I am currently playing on top-lane and I cant emphasis more how CS is important. The reason why champions like Irelia feels so powerfull is because she is god-like in farming. With her E she can easly takes 6 out of 6 minions from each wave. Even when she is under tower. This gives her strong advantage over low-elo opponents who are not master of last-hitting. Simply having 30+ CS is like having 2-3 kills over Your opponent.
This is also why I hate when people wants to force teamfights instead of stalling the game and farming. When You are on defense most of the time You will kill minions waves that wants to destroy Your base. This is great income source and catch-up mechanics, because when enemy team is roaming through map looking for kills or "dance" before tower waiting for someone of Your team to do a stupid mistake, rest of Your team farms.
The good example here is, when I was at top-lane and my enemy scored 3 kills early due to my teammates mistakes (My midlaner and jungler on med-health went to their jungle after enemy jungler). Despites this huge advantage he couldnt carry the game later, because while he had 60 CS I had already 120 wchich translated into more items. Despite that till then I was 0/1/0.
I would also like to add, if the enemy team have carrier and Yours dont, the best strategy is too waste enemy carrier time. Try to stall him from taking any objectives, dont engage enemy when he is around, make him chase for kills (great example is here chasing Bard support. He is extremely hard to catch, if he knows what he is doing and he will waste A LOT of enemy time) etc. This way You give Your team time to itemize against enemy carry.

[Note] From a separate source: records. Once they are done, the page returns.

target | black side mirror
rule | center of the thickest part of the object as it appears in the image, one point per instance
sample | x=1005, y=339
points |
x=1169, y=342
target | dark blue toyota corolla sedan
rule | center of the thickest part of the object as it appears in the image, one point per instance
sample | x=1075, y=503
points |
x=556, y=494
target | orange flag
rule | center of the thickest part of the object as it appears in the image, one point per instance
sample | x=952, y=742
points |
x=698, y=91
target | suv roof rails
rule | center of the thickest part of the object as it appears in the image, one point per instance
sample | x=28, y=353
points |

Oh and this is also very important. Always itemize against enemy carriers. Do their carry is AP? Stack up magic resists. Does they carries rally on attack speed? (Xin Zhao, Irelia) Buy Frozen Hearth and Randuins. Does they carry rally on burst? Buy Sterak/Maw/Zhonya. Does they carry rally on healing/life steal? ALWAYS CARRY ITEM WITH DEEP WOUNDS (geez, how many games i losed because my team didnt want to buy 800g executioner call against Vlad).
All-in-all, remember that You dont have to win 100% of games, but like 60%+ to climb up. So statistically some games are gonna be losed no matter what You do and it sucks but is okay, cause at the other times You gonna have these game that You gonna win no matter what You do.

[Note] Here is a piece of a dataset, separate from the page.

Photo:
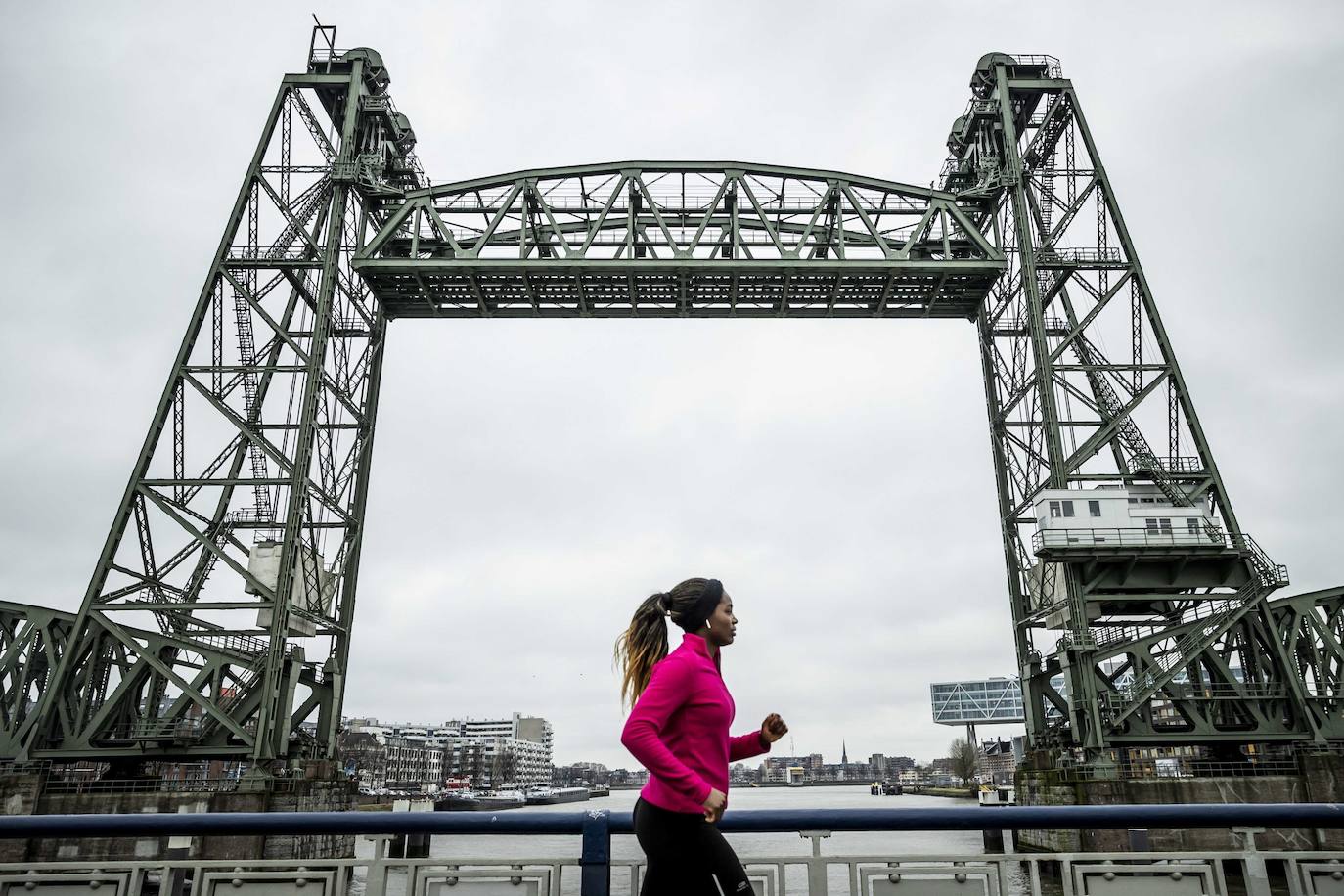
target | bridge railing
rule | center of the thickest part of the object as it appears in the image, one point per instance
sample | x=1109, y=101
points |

It's worth noting that, with the amount (=high rate) you're playing and your winrate, you really should pick up at least one other champion. Warwick is a very specific type of champion: a jungler with healthy clears who can't gank until level 6, and is mechanically perhaps the simplest champion in the game. This may help you understand the general idea behind jungling, but you miss out on a lot of important concepts. Warwick is very simple- you q when it's off cooldown, you run in to finish off weaker enemies if you can, and then it's just a question of "should I ult?". Your potential item builds are also limited. This lack of decisions to make really limits your potential.
I'd suggest that you pick up an easy laner. Malphite is your best bet- he's quite strong now, very tanky, and he has a point and click initiation that keeps things simple. He can teach you how to be a laner, how teleport works, how to initiate with AoE (Warwick initiates single-target), and how to top lane. I don't think top Nunu is teaching you very much, and your winrate seems to agree with that.
If you want another jungler, I'd try Amumu, and Annie would be a good mid. Avoid bot lane (ADC + support) because neither has a significant impact on the outcome of the game.